Something that is the “bee’s knees” is stylish and the height of excellence. It is sometimes explained as being from an Italian-American way of saying “business”. I’ve also heard it argued that it is properly “Bs and Es”, an abbreviation for “be-alls and end-alls”.
Both are wrong. “Bee’s knees” is actually one of a set of nonsense catchphrases from 1920s America, the period of the flappers. You might at that time have heard such curious concoctions as “cat’s miaow”, “elephant’s adenoids”, “tiger’s spots”, “bullfrog’s beard”, “elephant’s instep”, “caterpillar’s kimono”, “turtle’s neck”, “duck’s quack”, “gnat’s elbows”, “monkey’s eyebrows”, “oyster’s earrings”, “snake’s hips”, “kipper’s knickers”, “elephant’s manicure”, “clam’s garter”, “eel’s ankle”, “leopard’s stripes”, “tadpole’s teddies”, “sardine’s whiskers”, “pig’s wings”, “bullfrog’s beard”, “canary’s tusks”, “cuckoo’s chin” and “butterfly’s book”.

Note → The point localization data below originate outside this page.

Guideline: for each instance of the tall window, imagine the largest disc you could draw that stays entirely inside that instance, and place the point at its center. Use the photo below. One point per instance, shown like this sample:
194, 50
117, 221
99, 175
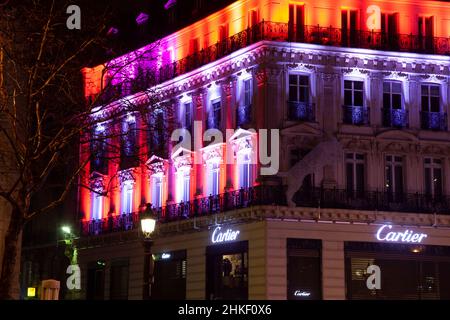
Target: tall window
98, 150
296, 26
183, 185
97, 206
433, 177
127, 198
156, 132
157, 190
213, 178
425, 26
355, 171
349, 25
354, 111
245, 171
244, 111
118, 289
430, 98
389, 29
394, 175
392, 95
128, 144
393, 113
353, 93
298, 88
215, 115
187, 121
299, 100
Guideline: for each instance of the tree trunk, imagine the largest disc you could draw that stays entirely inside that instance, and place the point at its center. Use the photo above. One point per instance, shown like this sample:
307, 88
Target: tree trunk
9, 280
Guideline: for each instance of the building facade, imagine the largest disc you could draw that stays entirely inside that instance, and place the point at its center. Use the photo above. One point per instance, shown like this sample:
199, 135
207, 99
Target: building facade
355, 187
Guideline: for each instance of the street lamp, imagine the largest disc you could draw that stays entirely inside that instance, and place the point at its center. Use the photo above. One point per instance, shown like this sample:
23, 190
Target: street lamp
148, 224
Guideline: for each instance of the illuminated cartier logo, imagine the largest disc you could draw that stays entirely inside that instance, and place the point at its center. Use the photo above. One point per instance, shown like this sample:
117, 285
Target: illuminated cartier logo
219, 237
406, 236
374, 17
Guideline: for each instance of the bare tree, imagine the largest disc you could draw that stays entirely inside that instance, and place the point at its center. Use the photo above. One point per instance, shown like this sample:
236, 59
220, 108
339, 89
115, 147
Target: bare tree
44, 114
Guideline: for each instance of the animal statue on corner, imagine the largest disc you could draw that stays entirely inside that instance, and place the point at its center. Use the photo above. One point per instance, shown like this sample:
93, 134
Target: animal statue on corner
325, 153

None of these made much sense – but then, slang fashions often don’t – and their only common feature was the comparison of something of excellent quality to a part of an animal with, if possible, a bit of alliteration thrown in. Another example was “cat’s whiskers”, which is sometimes said to have been the first of the bunch to arise, from the cat’s whisker that was the adjustable wire in early radio crystal sets.

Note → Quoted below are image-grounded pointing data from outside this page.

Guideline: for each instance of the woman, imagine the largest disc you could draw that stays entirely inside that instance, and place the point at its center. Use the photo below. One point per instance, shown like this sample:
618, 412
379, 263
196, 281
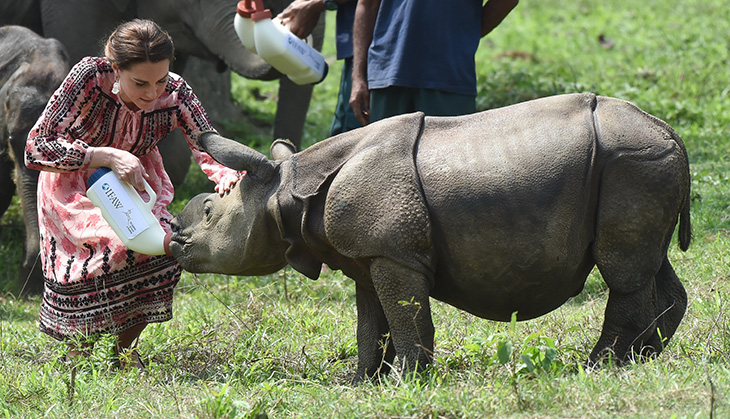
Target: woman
111, 112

However, “cat’s miaow” and “cat’s pyjamas” (an exception to the anatomical rule, referring to the then new fashion of wearing pyjamas at night) are both recorded slightly earlier, in about 1921. The first appearance of “bee’s knees” in print was found by Barry Popik in a flapper’s dictionary in the Appleton Post-Crescent of Appleton, Missouri of April 28, 1922, glossed as meaning “peachy, very nice”. Clearly, by then it must already have been well established.

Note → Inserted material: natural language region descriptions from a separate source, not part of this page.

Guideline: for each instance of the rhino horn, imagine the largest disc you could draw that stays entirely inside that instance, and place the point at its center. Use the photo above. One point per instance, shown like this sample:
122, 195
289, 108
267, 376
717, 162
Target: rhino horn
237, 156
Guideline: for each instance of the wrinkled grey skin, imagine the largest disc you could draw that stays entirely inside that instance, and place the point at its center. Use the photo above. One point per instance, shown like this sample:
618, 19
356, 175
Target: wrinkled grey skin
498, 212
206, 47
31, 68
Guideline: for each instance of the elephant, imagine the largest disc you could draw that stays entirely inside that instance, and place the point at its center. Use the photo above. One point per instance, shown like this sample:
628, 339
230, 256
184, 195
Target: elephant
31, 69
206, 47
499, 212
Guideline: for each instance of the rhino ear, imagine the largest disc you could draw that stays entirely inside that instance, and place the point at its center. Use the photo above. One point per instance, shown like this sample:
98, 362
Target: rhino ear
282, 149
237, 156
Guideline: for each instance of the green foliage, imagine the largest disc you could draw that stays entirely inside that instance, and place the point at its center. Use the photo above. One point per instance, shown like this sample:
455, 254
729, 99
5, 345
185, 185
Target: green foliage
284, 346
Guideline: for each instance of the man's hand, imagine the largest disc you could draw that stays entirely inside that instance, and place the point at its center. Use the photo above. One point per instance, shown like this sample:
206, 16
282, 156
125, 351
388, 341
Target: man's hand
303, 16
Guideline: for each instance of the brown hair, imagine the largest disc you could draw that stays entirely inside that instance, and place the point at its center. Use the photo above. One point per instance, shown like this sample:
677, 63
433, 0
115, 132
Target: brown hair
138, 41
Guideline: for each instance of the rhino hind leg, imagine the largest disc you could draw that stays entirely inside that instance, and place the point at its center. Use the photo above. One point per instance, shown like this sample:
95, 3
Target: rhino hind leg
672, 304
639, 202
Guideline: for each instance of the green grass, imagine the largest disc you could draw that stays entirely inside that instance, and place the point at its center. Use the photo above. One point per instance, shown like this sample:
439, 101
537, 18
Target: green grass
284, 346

It was a short-lived, frivolous slang fashion and only a very few such expressions have survived, of which “bee’s knees” is perhaps the best known. A British example from the same period is “dog’s bollocks”. This, too, indicates something excellent, admirable or first-rate. Eric Partridge suggests it arose as a term for the printer’s mark of a colon followed by a dash. This fits the pattern and period of the others, but its first sense suggests it came out of a different tradition. Certainly, it only became a general slang term much later.